Le prix Nobel de chimie 2020 a été attribué aux deux chercheuses à l’origine de la technique CRISPR/Cas9, dite des «ciseaux moléculaires». La technique a révolutionné la sélection végétale et est d’une importance capitale en vue du changement climatique et de la croissance démographique mondiale. En raison de la réglementation, cependant, tant la Suisse que l’UE ont raté le train de la recherche.
L’édition génomique avec CRISPR/Cas9 a été mise au point par les chercheuses Emmanuelle Charpentier et Jennifer Doudna. Comme l’écrit la NZZ am Sonntag, cette technique permet de couper le génome d’une plante à un endroit précis pour en inactiver, modifier, voire remplacer certains gènes de manière ciblée. Elle trouve une application dans le domaine de la sélection de plantes utiles capables de résister à une modification des conditions climatiques. Avec la multiplication des épisodes de sécheresse et des canicules, la salinisation des sols ainsi que la pression des ravageurs, l’agriculture mondiale va au-devant de défis gigantesques. Grâce aux ciseaux moléculaires, on peut sélectionner des plantes qui ont besoin de moins d’eau, de moins d’engrais ou de moins de pesticides.
Améliorer la qualité des denrées alimentaires
La technique permet aussi d’améliorer la qualité des denrées alimentaires. On peut imaginer des salades pommées avec plus de vitamines ou des pommes de terre avec une plus longue durée de conservation. Dans l’élevage, la technique pourrait aider à améliorer la digestibilité du tourteau de colza suisse utilisé pour nourrir les animaux de l’exploitation. Ce fourrage est plus écologique que le soja importé. En étant plus précise que le génie génétique classique, l’édition génomique accélère considérablement la sélection de nouvelles variétés. Face aux défis du changement climatique et de la croissance démographique mondiale, elle peut aider à maintenir la sécurité alimentaire.

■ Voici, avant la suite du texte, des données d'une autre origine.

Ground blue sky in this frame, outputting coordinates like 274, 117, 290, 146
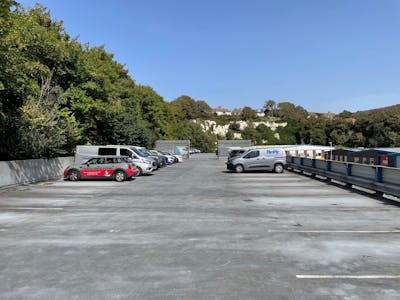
17, 0, 400, 112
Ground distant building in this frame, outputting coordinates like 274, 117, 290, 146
232, 107, 243, 116
257, 109, 265, 117
214, 106, 232, 116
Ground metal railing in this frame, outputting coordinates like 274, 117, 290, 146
287, 156, 400, 197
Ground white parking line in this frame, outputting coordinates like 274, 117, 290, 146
1, 206, 64, 210
268, 230, 400, 233
296, 275, 400, 279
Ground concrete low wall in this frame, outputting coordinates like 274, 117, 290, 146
0, 156, 74, 187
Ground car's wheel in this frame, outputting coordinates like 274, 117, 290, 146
274, 164, 283, 173
114, 171, 126, 182
137, 166, 143, 176
68, 170, 79, 181
235, 165, 244, 173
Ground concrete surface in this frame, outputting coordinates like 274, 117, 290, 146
0, 157, 74, 188
0, 154, 400, 300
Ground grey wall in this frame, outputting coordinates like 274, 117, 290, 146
0, 157, 74, 187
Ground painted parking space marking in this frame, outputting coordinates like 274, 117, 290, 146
296, 275, 400, 279
0, 206, 64, 210
268, 230, 400, 234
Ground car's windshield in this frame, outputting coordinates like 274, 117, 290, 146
131, 147, 149, 157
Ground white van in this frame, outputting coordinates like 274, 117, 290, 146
226, 148, 286, 173
75, 145, 154, 175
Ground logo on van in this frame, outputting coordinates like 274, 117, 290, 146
265, 149, 280, 156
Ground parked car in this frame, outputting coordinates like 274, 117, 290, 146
64, 156, 139, 182
189, 148, 201, 154
75, 145, 156, 175
226, 148, 286, 173
159, 151, 183, 162
228, 149, 246, 158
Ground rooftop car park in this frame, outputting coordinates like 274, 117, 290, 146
0, 153, 400, 299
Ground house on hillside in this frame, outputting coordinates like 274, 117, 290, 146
214, 106, 232, 116
257, 109, 265, 117
232, 107, 243, 116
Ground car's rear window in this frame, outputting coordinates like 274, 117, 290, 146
99, 148, 117, 155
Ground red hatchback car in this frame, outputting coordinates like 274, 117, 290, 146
64, 156, 139, 182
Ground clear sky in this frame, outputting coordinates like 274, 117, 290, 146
17, 0, 400, 112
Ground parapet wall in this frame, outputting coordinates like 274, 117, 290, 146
0, 156, 74, 187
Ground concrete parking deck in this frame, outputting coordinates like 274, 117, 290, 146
0, 154, 400, 300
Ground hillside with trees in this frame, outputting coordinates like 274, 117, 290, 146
0, 0, 400, 160
0, 0, 214, 160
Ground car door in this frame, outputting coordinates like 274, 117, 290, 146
102, 157, 118, 177
263, 149, 281, 171
79, 158, 104, 178
243, 150, 262, 170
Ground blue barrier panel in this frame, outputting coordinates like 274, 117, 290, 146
375, 167, 382, 183
346, 164, 352, 176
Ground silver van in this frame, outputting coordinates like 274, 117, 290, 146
75, 145, 155, 175
226, 148, 286, 173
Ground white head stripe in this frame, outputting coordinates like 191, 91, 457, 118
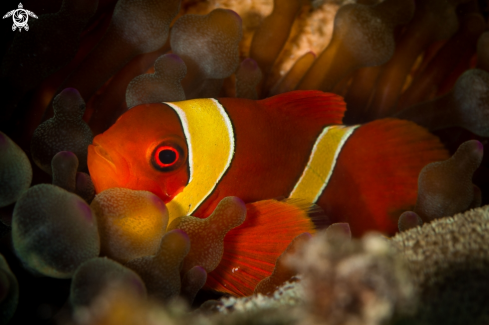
165, 99, 235, 221
290, 125, 358, 203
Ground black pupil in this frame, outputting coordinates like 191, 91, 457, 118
158, 150, 177, 165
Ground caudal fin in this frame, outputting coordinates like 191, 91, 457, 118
206, 200, 318, 296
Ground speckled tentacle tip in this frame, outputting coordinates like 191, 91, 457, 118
168, 196, 246, 273
31, 88, 93, 174
236, 58, 263, 100
0, 132, 32, 207
90, 187, 168, 263
126, 54, 187, 108
12, 184, 100, 278
250, 0, 301, 76
170, 9, 243, 99
253, 232, 312, 296
52, 0, 180, 107
414, 140, 483, 221
0, 254, 19, 325
369, 0, 467, 119
270, 51, 314, 95
0, 0, 98, 121
395, 69, 489, 137
70, 257, 146, 307
297, 0, 414, 91
125, 229, 190, 301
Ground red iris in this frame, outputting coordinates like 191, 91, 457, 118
154, 146, 180, 168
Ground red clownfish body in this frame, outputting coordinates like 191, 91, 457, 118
88, 91, 448, 291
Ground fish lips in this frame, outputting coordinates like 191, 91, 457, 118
88, 137, 129, 193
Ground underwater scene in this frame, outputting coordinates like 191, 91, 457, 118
0, 0, 489, 325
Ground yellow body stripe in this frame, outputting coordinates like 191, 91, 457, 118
289, 125, 358, 203
164, 98, 235, 222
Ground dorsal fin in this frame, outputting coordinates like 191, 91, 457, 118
258, 90, 346, 124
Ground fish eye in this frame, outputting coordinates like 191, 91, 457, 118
151, 142, 185, 172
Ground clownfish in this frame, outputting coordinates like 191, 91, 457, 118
88, 91, 449, 294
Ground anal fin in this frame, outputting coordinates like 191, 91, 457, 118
205, 199, 319, 296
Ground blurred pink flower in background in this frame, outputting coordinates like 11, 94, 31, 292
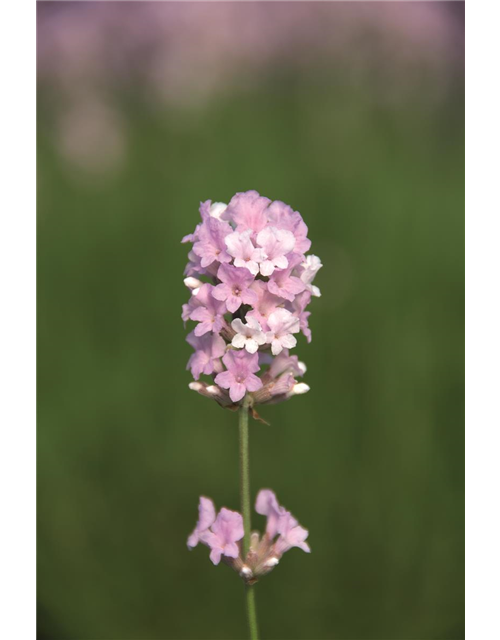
37, 2, 459, 170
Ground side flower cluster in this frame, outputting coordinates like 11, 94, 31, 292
182, 191, 322, 408
187, 489, 311, 584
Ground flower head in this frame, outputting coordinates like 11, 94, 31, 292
187, 496, 215, 549
231, 318, 266, 353
187, 489, 311, 584
266, 309, 300, 356
201, 507, 244, 564
182, 191, 322, 409
215, 350, 262, 402
212, 264, 257, 313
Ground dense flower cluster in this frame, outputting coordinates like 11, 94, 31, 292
182, 191, 322, 407
187, 489, 311, 584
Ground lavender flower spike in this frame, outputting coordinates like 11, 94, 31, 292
215, 351, 262, 402
182, 191, 322, 408
201, 507, 243, 564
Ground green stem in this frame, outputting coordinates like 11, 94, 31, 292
245, 586, 259, 640
239, 396, 259, 640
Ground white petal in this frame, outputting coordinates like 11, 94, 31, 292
260, 260, 274, 276
311, 284, 321, 298
253, 331, 267, 344
245, 260, 259, 276
247, 317, 262, 331
210, 202, 227, 219
245, 338, 259, 353
291, 382, 311, 396
231, 333, 246, 349
271, 340, 283, 356
276, 229, 295, 254
280, 333, 297, 349
184, 278, 203, 290
274, 256, 288, 269
224, 231, 241, 256
231, 318, 246, 334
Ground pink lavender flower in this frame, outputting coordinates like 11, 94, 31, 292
255, 489, 311, 557
287, 291, 312, 342
187, 496, 215, 549
255, 489, 285, 538
215, 351, 262, 402
224, 229, 266, 276
267, 200, 311, 254
269, 349, 307, 378
300, 255, 323, 298
193, 216, 232, 268
275, 511, 311, 557
187, 497, 244, 565
266, 309, 300, 356
187, 489, 311, 584
182, 191, 321, 409
247, 280, 285, 331
224, 191, 271, 234
212, 264, 257, 313
257, 227, 295, 276
202, 507, 244, 565
267, 254, 306, 302
186, 331, 226, 380
187, 283, 226, 336
231, 318, 266, 353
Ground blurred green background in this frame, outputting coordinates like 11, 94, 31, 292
37, 5, 464, 640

La législation, obstacle à l’innovation
Alors que les travaux de recherche sur les ciseaux moléculaires et la sélection végétale vont bon train dans le monde entier, la Suisse et l’UE sont à la traîne. Ce retard est dû notamment à la législation. Contrairement aux États-Unis, au Canada ou à l’Australie, l’UE considère en premier lieu le procédé d’obtention et non le produit final. En conséquence, même les plantes modifiées de manière infime (sans recours à des gènes étrangers à l’espèce) tombent sous le coup de la réglementation génétique. Une optique difficile à comprendre, car bien d’autres procédés autorisés interviennent aussi dans le génome.
La Suisse aussi est restrictive
Cité par la NZZ am Sonntag, Holger Puchta, chercheur en biologie moléculaire à l’Institut technique de Karlsruhe (KTI), ne manque pas de relever la contradiction: «Nous utilisons la chimie et la radioactivité pour déclencher des mutations dans les semences végétales sans savoir ni où, ni combien ont lieu (…). Ces plantes sont considérées comme sûres. Avec les ciseaux moléculaires, nous provoquons des mutations ponctuelles isolées à des endroits définis. Les plantes obtenues sont considérées pourtant comme potentiellement dangereuses. C’est absurde.» La Suisse aussi a manqué l’occasion d’adopter une législation plus libérale. Le professeur à l’EPFZ Bruno Studer s’étonne lui aussi qu’une mutation par CRISPR/Cas9 soit réglementée de manière restrictive. Car une telle mutation est identique à celles qui se produisent dans la nature ou qui sont obtenues par la sélection traditionnelle.